それを見ていたメイカが、一瞬、本当に一瞬だけ、動きを止めた。
「、、、ふふっ、ありがとうございます。でも、やっぱり、火や包丁を使うのは危ないので、六歳からでお願いいたします。お気持ちだけ受け取らせていただきますね」
すぐに動き出し、嬉しそうにそう言ったが、秋音はその一瞬に曇った瞳を見逃さなかった。
「それでは、私は用意してきますので、少々お待ち下さい!」
メイカは、ぱっといつもの笑顔を浮かべ、明るく言いながら、台所へと向かった。
「あ、めいか」
「ん?どうしたんですか?」
くるりとメイカが振り返る。
「あのさぁ、だ、っ、、、、、」
ふと、脳裏を嫌な光景が横切った。喉がしまって、ひゅぅひゅぅと鳴っている。
「ぅ、ううん、なんでもないよ。ごめん。ごめん、なさい。」
なんとか笑ってそう言った。
「そうですか?もう、なんで謝るんですかぁ。じゃぁ、作ってきますよー」
「あーいっ!」
二人は、いつも通りそう言ったが、秋音は答えずに俯いた。
気分が優れないのなら、やっぱり手伝おうかとか、大丈夫かとか、言おうと思った。思ったけど、こんな小さな一言すら言えなかった。いや、言ってはならなかった。
『また、お前はそうやって余計なことをっ!』
『なんでこんなことも分からないのよ!!』
『秋音様、お逃げーーー、、、、あぁっ、おやめくださっ』
「、、、、はぁ、はぁ、は、はぁ、、、」
思わず呼吸が浅くなる。
ーーーあぁ、そうだ。そうだった。私がなんと言っても、ただの邪魔にしかならない。
秋音の頭に、骨の髄まで染み付いた、思い出したくもない昔話が浮かぶ。
それでも、言わないとって、思ったんだ。
まだ、出会ってからほんの数時間しか経っていないようなよく知らない人を信用するんじゃない、と脳が警鐘を鳴らしているのは分かっていた。
だけど、自分のために二人が用意してくれた御飯が。

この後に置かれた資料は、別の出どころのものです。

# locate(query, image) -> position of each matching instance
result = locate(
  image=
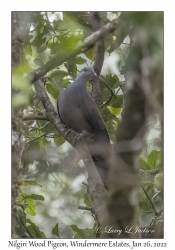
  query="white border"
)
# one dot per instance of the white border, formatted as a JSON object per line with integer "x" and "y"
{"x": 5, "y": 95}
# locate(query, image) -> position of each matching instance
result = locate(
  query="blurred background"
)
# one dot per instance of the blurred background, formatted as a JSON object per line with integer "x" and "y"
{"x": 43, "y": 163}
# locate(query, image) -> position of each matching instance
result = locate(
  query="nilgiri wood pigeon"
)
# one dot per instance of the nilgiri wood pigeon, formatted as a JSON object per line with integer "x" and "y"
{"x": 78, "y": 111}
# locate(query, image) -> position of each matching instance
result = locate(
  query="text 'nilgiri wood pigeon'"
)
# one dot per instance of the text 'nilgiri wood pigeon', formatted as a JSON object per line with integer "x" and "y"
{"x": 78, "y": 111}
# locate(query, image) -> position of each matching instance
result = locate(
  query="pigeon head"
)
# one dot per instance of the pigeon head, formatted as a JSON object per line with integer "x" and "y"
{"x": 86, "y": 73}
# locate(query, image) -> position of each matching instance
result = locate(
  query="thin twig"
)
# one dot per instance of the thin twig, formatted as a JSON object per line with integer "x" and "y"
{"x": 29, "y": 118}
{"x": 149, "y": 200}
{"x": 109, "y": 99}
{"x": 26, "y": 227}
{"x": 85, "y": 208}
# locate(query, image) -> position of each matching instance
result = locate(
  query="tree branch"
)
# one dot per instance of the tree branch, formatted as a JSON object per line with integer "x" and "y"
{"x": 95, "y": 186}
{"x": 96, "y": 94}
{"x": 88, "y": 43}
{"x": 29, "y": 118}
{"x": 153, "y": 207}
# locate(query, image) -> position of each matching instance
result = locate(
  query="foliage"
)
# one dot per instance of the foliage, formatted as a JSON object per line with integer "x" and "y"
{"x": 44, "y": 153}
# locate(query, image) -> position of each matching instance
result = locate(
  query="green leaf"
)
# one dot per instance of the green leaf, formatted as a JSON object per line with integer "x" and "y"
{"x": 28, "y": 50}
{"x": 43, "y": 142}
{"x": 114, "y": 111}
{"x": 55, "y": 230}
{"x": 117, "y": 102}
{"x": 59, "y": 140}
{"x": 36, "y": 197}
{"x": 31, "y": 206}
{"x": 29, "y": 183}
{"x": 80, "y": 60}
{"x": 84, "y": 233}
{"x": 158, "y": 181}
{"x": 154, "y": 159}
{"x": 34, "y": 230}
{"x": 91, "y": 53}
{"x": 87, "y": 200}
{"x": 143, "y": 164}
{"x": 52, "y": 89}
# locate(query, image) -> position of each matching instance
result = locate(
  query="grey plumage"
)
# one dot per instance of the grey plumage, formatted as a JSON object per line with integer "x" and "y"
{"x": 79, "y": 111}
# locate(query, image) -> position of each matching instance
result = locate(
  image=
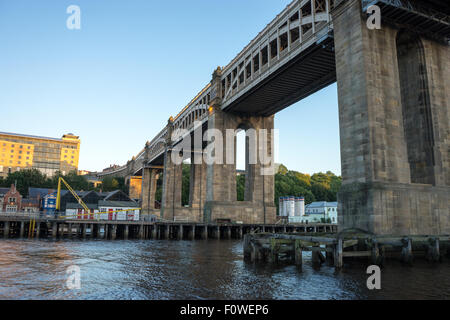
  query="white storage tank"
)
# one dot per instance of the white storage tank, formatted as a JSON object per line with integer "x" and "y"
{"x": 280, "y": 206}
{"x": 302, "y": 206}
{"x": 297, "y": 206}
{"x": 291, "y": 207}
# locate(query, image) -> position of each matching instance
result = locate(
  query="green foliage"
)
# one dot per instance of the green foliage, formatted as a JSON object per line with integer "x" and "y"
{"x": 186, "y": 184}
{"x": 318, "y": 187}
{"x": 240, "y": 187}
{"x": 109, "y": 184}
{"x": 27, "y": 178}
{"x": 282, "y": 169}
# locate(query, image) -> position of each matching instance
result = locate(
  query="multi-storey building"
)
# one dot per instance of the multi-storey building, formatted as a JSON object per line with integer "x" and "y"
{"x": 48, "y": 155}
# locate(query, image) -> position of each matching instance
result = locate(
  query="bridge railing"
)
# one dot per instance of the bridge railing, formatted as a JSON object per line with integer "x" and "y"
{"x": 294, "y": 28}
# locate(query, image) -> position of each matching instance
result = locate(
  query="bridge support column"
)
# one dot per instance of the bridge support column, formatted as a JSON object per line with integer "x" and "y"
{"x": 113, "y": 232}
{"x": 22, "y": 229}
{"x": 180, "y": 232}
{"x": 191, "y": 234}
{"x": 125, "y": 232}
{"x": 205, "y": 232}
{"x": 393, "y": 115}
{"x": 149, "y": 179}
{"x": 6, "y": 229}
{"x": 221, "y": 202}
{"x": 167, "y": 232}
{"x": 171, "y": 192}
{"x": 197, "y": 192}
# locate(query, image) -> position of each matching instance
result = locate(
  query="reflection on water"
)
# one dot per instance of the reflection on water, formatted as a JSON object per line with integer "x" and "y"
{"x": 194, "y": 270}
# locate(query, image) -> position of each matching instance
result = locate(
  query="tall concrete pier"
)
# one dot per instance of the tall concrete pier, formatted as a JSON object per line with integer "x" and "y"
{"x": 394, "y": 109}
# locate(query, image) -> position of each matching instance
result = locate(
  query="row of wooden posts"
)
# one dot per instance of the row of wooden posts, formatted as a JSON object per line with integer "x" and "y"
{"x": 41, "y": 228}
{"x": 334, "y": 249}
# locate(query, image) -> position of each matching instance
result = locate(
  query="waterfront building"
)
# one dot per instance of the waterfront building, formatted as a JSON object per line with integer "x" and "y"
{"x": 48, "y": 155}
{"x": 316, "y": 211}
{"x": 31, "y": 205}
{"x": 108, "y": 203}
{"x": 12, "y": 200}
{"x": 135, "y": 187}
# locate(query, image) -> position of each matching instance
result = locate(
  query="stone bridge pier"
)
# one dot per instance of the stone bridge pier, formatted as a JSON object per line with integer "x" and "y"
{"x": 221, "y": 196}
{"x": 150, "y": 176}
{"x": 394, "y": 108}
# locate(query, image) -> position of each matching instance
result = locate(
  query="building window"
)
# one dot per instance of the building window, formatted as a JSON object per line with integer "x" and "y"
{"x": 11, "y": 208}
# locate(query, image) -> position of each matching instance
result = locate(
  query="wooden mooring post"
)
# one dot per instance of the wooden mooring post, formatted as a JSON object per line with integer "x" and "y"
{"x": 334, "y": 250}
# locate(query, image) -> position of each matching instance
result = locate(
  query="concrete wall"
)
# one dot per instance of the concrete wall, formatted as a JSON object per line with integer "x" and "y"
{"x": 377, "y": 193}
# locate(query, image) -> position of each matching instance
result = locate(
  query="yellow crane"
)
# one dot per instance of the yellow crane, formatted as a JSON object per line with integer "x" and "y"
{"x": 80, "y": 201}
{"x": 58, "y": 195}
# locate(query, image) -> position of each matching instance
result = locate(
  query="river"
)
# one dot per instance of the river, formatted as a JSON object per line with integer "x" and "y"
{"x": 212, "y": 269}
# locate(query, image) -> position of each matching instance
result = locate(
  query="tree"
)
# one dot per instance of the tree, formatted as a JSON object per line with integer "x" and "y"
{"x": 240, "y": 187}
{"x": 186, "y": 182}
{"x": 25, "y": 179}
{"x": 109, "y": 184}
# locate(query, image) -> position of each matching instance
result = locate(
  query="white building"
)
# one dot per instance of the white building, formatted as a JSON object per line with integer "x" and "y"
{"x": 321, "y": 211}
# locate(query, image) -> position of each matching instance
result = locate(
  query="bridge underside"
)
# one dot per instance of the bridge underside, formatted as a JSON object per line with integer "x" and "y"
{"x": 310, "y": 71}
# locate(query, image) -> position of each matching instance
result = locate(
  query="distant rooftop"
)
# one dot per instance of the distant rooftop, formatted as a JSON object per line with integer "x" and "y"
{"x": 70, "y": 136}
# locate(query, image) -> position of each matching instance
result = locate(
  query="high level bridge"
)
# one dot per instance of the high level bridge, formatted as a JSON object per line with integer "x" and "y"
{"x": 394, "y": 113}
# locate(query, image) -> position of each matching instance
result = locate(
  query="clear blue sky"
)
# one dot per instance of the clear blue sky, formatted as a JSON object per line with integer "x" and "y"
{"x": 133, "y": 64}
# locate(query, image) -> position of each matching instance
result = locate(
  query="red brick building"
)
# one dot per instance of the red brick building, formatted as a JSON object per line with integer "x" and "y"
{"x": 12, "y": 200}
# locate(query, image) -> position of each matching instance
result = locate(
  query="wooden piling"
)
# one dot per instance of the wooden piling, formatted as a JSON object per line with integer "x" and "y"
{"x": 6, "y": 229}
{"x": 22, "y": 229}
{"x": 38, "y": 230}
{"x": 125, "y": 232}
{"x": 155, "y": 232}
{"x": 114, "y": 232}
{"x": 217, "y": 233}
{"x": 54, "y": 230}
{"x": 192, "y": 232}
{"x": 167, "y": 232}
{"x": 274, "y": 251}
{"x": 406, "y": 255}
{"x": 298, "y": 253}
{"x": 141, "y": 232}
{"x": 329, "y": 255}
{"x": 433, "y": 252}
{"x": 180, "y": 232}
{"x": 247, "y": 247}
{"x": 338, "y": 254}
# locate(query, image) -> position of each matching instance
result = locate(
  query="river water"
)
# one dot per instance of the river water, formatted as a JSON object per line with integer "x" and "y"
{"x": 212, "y": 269}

応援が。言葉が。
どうしようもないほど荒んだ傷だらけの心に、じんわりと広がったからーーー。
「アキネ様?どうしたのですか?大丈夫ですか?」
「あーね?あーねぇ?」
キキラが、心配そうに秋音の頬をペチペチと叩いている。
メイカもしゃがみ込んで秋音を見ている。
秋音は、いつの間にか、着物の菊を握りしめ、蹲っていた。
「、、、、ぁ、あぁ。うん、いける。かんにんえ。うち、ぼーっとしとったでね」
二人ににこりと笑ってみせる秋音の顔は、どこか作り物めいていて、少しでも風が吹けば崩れてしまいそうなほど、脆くて儚い少女に見えた。

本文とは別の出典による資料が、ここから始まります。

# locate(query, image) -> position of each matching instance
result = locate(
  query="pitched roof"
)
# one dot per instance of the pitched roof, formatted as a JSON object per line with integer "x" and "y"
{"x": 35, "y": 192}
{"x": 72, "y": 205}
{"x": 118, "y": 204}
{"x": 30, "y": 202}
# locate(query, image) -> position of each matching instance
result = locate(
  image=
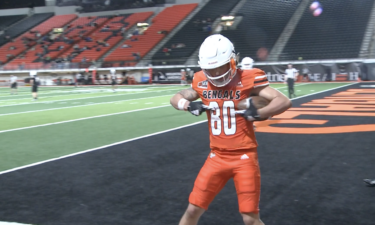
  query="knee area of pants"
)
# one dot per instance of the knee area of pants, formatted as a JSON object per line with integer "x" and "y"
{"x": 249, "y": 219}
{"x": 194, "y": 211}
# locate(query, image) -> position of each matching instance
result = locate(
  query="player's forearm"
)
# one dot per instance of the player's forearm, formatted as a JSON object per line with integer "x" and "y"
{"x": 178, "y": 102}
{"x": 277, "y": 105}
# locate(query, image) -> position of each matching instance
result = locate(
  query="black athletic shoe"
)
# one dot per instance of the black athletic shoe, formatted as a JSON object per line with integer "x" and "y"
{"x": 369, "y": 182}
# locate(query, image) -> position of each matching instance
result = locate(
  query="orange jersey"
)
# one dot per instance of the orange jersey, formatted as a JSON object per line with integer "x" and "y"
{"x": 228, "y": 130}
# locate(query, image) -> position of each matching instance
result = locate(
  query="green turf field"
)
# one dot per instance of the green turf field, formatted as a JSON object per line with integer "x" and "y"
{"x": 67, "y": 120}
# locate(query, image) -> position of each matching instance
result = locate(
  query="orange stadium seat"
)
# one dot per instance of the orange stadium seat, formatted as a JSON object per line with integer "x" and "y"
{"x": 166, "y": 20}
{"x": 100, "y": 34}
{"x": 43, "y": 28}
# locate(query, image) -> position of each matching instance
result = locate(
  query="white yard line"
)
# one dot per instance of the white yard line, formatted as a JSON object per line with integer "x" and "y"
{"x": 98, "y": 148}
{"x": 137, "y": 138}
{"x": 114, "y": 95}
{"x": 80, "y": 119}
{"x": 42, "y": 110}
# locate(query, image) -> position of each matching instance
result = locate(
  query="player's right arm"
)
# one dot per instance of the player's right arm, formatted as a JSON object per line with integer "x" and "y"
{"x": 183, "y": 98}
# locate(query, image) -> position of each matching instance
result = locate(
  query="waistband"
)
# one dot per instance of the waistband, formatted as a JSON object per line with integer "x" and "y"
{"x": 234, "y": 152}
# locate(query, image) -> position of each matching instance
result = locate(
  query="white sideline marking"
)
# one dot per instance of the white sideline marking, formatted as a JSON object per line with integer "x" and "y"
{"x": 73, "y": 99}
{"x": 85, "y": 118}
{"x": 86, "y": 104}
{"x": 324, "y": 91}
{"x": 98, "y": 148}
{"x": 12, "y": 223}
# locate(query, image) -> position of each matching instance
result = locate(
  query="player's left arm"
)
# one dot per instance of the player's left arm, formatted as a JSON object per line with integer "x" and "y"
{"x": 278, "y": 101}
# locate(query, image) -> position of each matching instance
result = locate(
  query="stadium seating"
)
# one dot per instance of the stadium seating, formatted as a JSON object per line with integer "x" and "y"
{"x": 110, "y": 36}
{"x": 20, "y": 44}
{"x": 75, "y": 31}
{"x": 337, "y": 33}
{"x": 165, "y": 22}
{"x": 6, "y": 21}
{"x": 193, "y": 34}
{"x": 23, "y": 26}
{"x": 261, "y": 25}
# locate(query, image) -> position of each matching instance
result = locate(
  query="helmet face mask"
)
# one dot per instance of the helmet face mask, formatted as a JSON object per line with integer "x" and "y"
{"x": 247, "y": 63}
{"x": 217, "y": 59}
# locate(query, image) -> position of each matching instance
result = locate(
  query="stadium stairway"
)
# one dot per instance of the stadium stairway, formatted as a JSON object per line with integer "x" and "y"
{"x": 368, "y": 43}
{"x": 27, "y": 52}
{"x": 148, "y": 58}
{"x": 192, "y": 34}
{"x": 165, "y": 21}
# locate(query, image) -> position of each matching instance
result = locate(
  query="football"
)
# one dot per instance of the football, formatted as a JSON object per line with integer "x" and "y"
{"x": 259, "y": 102}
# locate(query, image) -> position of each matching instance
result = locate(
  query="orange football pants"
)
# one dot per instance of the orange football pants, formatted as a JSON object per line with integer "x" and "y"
{"x": 220, "y": 166}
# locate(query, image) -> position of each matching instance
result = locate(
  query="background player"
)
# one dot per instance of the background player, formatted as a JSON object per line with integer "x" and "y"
{"x": 247, "y": 63}
{"x": 34, "y": 81}
{"x": 114, "y": 80}
{"x": 221, "y": 86}
{"x": 13, "y": 84}
{"x": 290, "y": 77}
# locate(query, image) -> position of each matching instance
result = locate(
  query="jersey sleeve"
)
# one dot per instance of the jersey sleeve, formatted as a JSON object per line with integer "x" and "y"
{"x": 199, "y": 81}
{"x": 260, "y": 79}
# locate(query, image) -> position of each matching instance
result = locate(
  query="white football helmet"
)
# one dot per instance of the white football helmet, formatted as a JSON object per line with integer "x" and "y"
{"x": 215, "y": 51}
{"x": 33, "y": 73}
{"x": 247, "y": 63}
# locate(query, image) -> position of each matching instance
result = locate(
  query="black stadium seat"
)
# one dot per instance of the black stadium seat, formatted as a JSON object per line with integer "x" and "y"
{"x": 6, "y": 21}
{"x": 261, "y": 25}
{"x": 24, "y": 26}
{"x": 337, "y": 33}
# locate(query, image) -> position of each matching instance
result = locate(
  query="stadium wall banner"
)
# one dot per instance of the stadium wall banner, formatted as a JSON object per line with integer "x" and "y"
{"x": 171, "y": 75}
{"x": 318, "y": 72}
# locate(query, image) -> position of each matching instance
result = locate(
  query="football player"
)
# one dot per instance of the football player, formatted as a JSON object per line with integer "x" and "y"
{"x": 13, "y": 84}
{"x": 221, "y": 86}
{"x": 114, "y": 80}
{"x": 34, "y": 81}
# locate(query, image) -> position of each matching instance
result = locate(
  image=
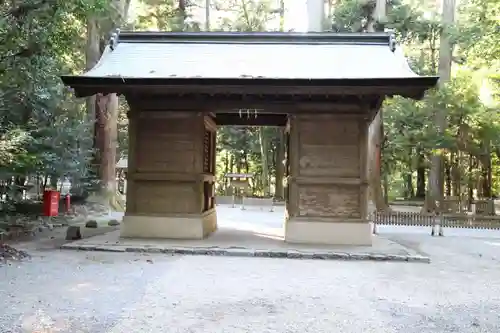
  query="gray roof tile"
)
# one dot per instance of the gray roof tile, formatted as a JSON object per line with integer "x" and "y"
{"x": 271, "y": 58}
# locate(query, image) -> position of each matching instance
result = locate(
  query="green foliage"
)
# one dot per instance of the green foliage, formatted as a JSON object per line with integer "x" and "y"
{"x": 43, "y": 130}
{"x": 410, "y": 135}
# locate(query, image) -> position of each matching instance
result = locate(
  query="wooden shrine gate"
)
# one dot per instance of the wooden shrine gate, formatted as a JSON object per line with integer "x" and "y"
{"x": 322, "y": 87}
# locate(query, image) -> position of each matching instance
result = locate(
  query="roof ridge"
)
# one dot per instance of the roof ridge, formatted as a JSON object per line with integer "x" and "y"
{"x": 385, "y": 38}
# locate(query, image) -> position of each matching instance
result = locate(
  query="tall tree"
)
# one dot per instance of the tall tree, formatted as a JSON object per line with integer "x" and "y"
{"x": 436, "y": 176}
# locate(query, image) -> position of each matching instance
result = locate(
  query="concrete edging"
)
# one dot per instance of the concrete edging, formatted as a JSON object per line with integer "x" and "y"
{"x": 246, "y": 252}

「、、、よし!あーね、おねぇちゃのごはん、ちゅまみぐいしにいこ!」
そう言って立ち上がり、秋音の手を引っ張る。
むにむにの可愛らしい小さな手は、思いの外力が強く、温かかった。
「あっ、こら、駄目ですよっ!」
そう言って捕まえようとするが、二人はするりと通り抜けて台所へと向かう。
「おねぇちゃんにょごはんはねぇー、とぉってもおいしいんだよ!でも、みちゅかったらおこられちゃうから、きをちゅけてね!」
「、、、あはっ、ふっ、うん。気ぃつけんで、ふふっ」
捕まらないよう走りつつ、人差し指を立て、めっと言いながら楽しそうに説明するキキラ。何故かはわからないが、秋音は可笑しくて笑ってしまった。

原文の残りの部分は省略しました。